Unfortunately we are not in control and by wanting to stay with the abuser we don't actually in control. He is.

Taking away the decision from us will feel like we have been robbed of the last drop of control we have.
However, we are only fooling ourselves and being a danger to our children and ourselves.
The children are mere pawns in the power struggle between their father and their mother. And must be protected at all cost if the mother is too self absorbed, or self deluded to see what's happening to the children.

I've been there. I was the one who left, to protect DS, ultimately, as well as myself. But I should have left earlier.

OP take strength from your gp, from WA, from SS. They actually want the best for you and your children, unlike your husband.
You can only actually be in control as you free yourself from him. You have no actual control while you are with him. He's controlling you and you are doing mental gymnastics to feel you have control when you don't.
Stop kidding yourself that he'll change, or that you can manage him.

Wining you and your children all the best. Without the influence of this man.
If you allow his shadow to lift, you will see what really feels like being in control.

HelloBear · 15/11/2013 07:52

bunchof - you are legally wrong about your points under all legislation the CHILD is always the priority. Yes it 'trumps' patient confidentiality. If there is sufficent concern that a child is suffering or at risk of suffering harm then there is a duty to report it. For DV agencies NOT to report it is a massive risk they are taking. Also you do professionals an injustice there are ways of getting SS involved without alienating the family.

HelloBear · 15/11/2013 07:58

Also SW do NOT have the power to remove children. The courts do (or police in exceptional circumstances). No social worker in this land has the power to remove a child without consent from parents or an order from court.

basgetti · 15/11/2013 08:30

Women's Aid do have a duty to report to SS if child abuse is disclosed and the other party isn't willing to report it themselves.

However I think it is wrong to criticise WA in the OP's case.

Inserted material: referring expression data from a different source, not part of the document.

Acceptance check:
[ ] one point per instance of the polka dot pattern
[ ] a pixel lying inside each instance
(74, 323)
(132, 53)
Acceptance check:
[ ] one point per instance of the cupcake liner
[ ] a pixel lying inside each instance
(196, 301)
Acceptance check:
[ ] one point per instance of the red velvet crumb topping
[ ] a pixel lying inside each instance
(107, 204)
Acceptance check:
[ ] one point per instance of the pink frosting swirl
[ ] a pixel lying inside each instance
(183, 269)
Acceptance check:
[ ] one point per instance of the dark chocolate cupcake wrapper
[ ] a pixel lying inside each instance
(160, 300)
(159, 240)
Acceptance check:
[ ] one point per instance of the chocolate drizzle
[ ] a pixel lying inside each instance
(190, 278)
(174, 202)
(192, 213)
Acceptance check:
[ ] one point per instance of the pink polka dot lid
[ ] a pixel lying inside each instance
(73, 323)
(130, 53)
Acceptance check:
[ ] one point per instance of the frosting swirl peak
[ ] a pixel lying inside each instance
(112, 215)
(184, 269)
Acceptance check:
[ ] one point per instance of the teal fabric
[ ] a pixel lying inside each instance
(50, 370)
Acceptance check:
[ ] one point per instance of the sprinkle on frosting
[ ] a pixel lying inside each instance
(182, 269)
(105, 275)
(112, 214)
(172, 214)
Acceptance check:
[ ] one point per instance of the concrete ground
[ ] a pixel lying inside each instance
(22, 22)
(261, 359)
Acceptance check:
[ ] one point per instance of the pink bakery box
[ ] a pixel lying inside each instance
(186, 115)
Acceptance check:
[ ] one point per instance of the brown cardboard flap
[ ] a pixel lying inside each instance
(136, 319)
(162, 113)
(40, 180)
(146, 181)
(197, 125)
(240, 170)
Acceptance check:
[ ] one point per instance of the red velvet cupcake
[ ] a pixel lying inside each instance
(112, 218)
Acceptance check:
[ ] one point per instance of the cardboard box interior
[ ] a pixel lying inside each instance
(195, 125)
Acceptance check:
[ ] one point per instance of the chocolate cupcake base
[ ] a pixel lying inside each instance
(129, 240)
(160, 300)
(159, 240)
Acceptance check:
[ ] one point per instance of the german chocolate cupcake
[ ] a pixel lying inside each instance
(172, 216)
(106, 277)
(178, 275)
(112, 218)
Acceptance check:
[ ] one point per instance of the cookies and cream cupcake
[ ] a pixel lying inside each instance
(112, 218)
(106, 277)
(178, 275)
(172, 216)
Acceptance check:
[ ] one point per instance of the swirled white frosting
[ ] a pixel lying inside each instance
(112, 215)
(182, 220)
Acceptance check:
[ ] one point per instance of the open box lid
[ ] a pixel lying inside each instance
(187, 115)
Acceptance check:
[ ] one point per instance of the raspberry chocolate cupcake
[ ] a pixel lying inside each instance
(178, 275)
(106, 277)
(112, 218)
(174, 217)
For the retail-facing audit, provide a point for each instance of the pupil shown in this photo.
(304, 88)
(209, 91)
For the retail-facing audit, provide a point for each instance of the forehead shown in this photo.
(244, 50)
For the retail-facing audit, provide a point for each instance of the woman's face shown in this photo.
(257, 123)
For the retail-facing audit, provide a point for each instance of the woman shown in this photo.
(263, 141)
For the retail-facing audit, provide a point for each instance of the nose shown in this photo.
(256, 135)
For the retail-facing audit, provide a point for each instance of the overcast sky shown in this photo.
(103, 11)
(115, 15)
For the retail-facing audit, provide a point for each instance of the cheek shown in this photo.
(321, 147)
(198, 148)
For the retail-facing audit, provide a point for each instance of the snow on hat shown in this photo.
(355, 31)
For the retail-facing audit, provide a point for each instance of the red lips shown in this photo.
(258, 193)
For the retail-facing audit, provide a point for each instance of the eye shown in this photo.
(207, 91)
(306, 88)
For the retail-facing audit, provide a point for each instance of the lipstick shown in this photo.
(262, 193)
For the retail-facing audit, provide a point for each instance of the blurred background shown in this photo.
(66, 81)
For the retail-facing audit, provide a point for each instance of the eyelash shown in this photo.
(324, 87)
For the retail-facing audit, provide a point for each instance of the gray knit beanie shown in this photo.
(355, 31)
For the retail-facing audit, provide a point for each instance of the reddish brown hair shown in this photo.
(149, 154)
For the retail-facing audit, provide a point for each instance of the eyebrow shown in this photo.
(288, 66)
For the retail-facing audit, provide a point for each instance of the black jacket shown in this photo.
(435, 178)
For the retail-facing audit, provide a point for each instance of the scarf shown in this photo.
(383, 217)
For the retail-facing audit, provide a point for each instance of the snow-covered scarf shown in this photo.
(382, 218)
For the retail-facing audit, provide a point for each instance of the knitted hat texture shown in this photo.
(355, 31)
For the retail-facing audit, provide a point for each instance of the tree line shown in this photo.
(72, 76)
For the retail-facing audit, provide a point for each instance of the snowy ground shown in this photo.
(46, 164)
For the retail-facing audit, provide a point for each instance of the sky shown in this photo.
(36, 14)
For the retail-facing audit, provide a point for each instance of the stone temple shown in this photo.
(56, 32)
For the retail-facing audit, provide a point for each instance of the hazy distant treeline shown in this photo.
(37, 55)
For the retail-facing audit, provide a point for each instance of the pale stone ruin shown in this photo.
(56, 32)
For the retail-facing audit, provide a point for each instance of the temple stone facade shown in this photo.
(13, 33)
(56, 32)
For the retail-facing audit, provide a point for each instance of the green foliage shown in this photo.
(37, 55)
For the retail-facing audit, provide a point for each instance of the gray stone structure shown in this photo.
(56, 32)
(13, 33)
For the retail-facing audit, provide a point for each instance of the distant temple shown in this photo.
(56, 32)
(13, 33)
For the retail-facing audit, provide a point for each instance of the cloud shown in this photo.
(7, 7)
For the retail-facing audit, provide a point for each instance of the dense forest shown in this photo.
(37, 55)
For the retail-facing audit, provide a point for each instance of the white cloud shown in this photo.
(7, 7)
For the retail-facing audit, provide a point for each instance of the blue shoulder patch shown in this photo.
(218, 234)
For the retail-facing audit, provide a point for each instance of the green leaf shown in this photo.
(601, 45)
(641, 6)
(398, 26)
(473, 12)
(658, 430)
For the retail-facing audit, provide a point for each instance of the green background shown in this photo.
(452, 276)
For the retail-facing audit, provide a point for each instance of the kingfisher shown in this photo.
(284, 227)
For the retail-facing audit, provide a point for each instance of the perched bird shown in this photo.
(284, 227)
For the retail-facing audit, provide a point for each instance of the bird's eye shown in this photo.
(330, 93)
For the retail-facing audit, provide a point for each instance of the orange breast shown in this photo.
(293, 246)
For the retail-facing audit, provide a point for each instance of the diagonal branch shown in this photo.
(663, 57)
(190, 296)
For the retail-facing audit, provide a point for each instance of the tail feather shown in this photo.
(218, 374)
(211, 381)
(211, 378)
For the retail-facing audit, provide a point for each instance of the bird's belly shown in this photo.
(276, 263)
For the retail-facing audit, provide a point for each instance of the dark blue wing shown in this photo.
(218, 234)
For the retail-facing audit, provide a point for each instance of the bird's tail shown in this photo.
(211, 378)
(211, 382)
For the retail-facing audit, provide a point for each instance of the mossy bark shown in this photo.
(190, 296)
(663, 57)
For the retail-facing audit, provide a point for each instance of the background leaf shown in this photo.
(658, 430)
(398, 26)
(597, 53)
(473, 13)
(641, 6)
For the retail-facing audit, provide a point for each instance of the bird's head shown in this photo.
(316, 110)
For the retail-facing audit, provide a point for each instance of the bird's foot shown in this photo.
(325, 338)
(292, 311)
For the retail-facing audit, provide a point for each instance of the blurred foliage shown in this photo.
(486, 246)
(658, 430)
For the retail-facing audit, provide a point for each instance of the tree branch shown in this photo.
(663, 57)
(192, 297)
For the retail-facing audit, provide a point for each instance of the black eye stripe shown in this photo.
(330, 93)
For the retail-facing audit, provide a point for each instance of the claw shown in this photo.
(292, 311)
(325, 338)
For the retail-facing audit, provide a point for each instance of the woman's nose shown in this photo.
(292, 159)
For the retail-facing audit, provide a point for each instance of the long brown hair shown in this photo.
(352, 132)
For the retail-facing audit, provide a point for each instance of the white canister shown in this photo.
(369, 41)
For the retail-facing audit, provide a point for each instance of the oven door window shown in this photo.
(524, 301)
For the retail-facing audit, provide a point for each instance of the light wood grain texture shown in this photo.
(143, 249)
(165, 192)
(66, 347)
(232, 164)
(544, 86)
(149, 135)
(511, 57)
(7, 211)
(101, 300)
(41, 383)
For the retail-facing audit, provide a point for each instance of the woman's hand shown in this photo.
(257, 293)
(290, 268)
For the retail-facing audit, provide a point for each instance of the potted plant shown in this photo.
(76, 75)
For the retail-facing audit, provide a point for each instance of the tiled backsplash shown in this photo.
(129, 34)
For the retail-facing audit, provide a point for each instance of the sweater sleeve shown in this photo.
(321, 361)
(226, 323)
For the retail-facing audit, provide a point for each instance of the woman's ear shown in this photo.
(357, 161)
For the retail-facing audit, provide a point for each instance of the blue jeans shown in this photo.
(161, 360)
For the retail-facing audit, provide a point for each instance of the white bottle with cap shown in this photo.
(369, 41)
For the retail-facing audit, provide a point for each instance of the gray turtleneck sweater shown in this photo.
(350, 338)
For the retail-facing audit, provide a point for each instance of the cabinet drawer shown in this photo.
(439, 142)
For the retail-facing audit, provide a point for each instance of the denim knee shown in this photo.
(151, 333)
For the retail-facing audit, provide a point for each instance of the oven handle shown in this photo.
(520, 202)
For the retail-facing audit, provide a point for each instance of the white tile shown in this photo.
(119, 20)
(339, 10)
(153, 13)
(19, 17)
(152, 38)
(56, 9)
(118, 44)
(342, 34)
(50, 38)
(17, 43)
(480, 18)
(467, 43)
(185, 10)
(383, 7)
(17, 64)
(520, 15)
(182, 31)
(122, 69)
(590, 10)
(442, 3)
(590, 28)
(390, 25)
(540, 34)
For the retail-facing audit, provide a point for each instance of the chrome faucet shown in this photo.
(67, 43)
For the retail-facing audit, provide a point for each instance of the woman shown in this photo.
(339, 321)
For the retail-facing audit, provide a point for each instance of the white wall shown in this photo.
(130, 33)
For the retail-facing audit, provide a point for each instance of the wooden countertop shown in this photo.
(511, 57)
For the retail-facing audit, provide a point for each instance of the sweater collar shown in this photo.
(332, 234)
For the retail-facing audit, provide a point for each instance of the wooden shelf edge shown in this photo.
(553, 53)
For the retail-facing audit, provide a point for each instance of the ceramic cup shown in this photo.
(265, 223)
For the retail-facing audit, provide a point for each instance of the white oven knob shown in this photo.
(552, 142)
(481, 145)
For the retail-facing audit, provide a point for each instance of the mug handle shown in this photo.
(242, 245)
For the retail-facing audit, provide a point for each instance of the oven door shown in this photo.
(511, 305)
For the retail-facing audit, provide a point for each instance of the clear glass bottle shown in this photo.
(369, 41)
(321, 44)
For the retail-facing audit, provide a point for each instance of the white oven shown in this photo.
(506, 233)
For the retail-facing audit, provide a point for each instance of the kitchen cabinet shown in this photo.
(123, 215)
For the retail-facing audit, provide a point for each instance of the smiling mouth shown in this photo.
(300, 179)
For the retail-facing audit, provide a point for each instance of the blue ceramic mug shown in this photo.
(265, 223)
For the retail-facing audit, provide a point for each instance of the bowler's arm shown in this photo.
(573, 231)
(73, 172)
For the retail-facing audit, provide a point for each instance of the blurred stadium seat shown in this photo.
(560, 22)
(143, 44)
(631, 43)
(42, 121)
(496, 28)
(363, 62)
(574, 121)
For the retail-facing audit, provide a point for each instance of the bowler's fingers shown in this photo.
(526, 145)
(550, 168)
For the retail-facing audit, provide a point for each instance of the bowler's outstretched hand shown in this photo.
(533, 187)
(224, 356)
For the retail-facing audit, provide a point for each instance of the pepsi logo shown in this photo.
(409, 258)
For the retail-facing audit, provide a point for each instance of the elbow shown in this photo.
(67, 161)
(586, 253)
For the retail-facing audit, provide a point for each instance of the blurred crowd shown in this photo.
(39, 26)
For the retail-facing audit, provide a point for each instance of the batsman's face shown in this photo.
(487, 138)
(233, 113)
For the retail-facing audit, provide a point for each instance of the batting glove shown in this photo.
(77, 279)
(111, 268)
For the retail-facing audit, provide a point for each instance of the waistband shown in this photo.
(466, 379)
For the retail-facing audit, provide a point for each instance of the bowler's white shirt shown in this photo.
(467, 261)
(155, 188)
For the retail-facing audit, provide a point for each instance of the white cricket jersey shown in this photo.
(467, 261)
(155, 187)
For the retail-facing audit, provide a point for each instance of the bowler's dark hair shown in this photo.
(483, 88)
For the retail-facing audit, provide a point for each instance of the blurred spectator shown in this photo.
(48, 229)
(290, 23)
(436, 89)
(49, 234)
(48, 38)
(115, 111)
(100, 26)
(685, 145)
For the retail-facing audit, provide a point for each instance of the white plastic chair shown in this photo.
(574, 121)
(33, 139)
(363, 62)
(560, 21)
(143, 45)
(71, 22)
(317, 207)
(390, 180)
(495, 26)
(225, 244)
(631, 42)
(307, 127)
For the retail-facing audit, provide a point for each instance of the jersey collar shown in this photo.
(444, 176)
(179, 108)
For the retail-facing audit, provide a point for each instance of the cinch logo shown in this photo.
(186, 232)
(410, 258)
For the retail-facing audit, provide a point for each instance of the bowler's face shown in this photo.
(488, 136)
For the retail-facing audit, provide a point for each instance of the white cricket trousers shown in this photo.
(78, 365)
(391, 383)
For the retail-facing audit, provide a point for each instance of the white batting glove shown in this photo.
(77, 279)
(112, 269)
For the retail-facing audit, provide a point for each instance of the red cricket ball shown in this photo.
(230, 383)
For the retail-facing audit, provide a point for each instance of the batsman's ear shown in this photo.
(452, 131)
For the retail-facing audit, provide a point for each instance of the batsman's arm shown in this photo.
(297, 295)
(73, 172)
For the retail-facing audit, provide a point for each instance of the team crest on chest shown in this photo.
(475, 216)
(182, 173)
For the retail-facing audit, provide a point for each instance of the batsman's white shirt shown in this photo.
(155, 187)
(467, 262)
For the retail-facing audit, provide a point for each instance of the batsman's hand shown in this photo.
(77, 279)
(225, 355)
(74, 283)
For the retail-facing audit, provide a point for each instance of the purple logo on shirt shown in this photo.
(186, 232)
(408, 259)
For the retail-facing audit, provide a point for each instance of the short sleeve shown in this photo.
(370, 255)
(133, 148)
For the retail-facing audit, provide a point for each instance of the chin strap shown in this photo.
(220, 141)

Firstly, it is possible that the OP didn't reveal her identity as many women don't. Also, she rang for advice and agreed to follow their recommendations to contact her GP so would have been seen to be taking pro active steps.

The initial contact with WA is vital for women to start the process of getting help and to have mandatory reporting to SS for every caller would put many off seeking that help and do far more harm than good.

HogFucker · 15/11/2013 08:36

Sorry you're going through this OP Sad. I think the doctor was right though.

fromparistoberlin · 15/11/2013 08:44

I am pleased to see this thread has calmed down

and yes, having slept on it I can see OP is not yet ready to read advice

she is scared of her DH
she is scared of SS

and now she is probably scared if this thread Sad

good luck OP, beleuve it or not alot of people care, and want to see you get through this

when you are ready post again x

passedgo · 15/11/2013 09:17

Was there disclosure of child abuse? I thought there was only disclosure of threats of violence to OP. It only becomes child abuse when the child is witness to violence. Is this what happened?

OP has only posted about 5 times and is being fingerwagged when people don't even seem to know the facts.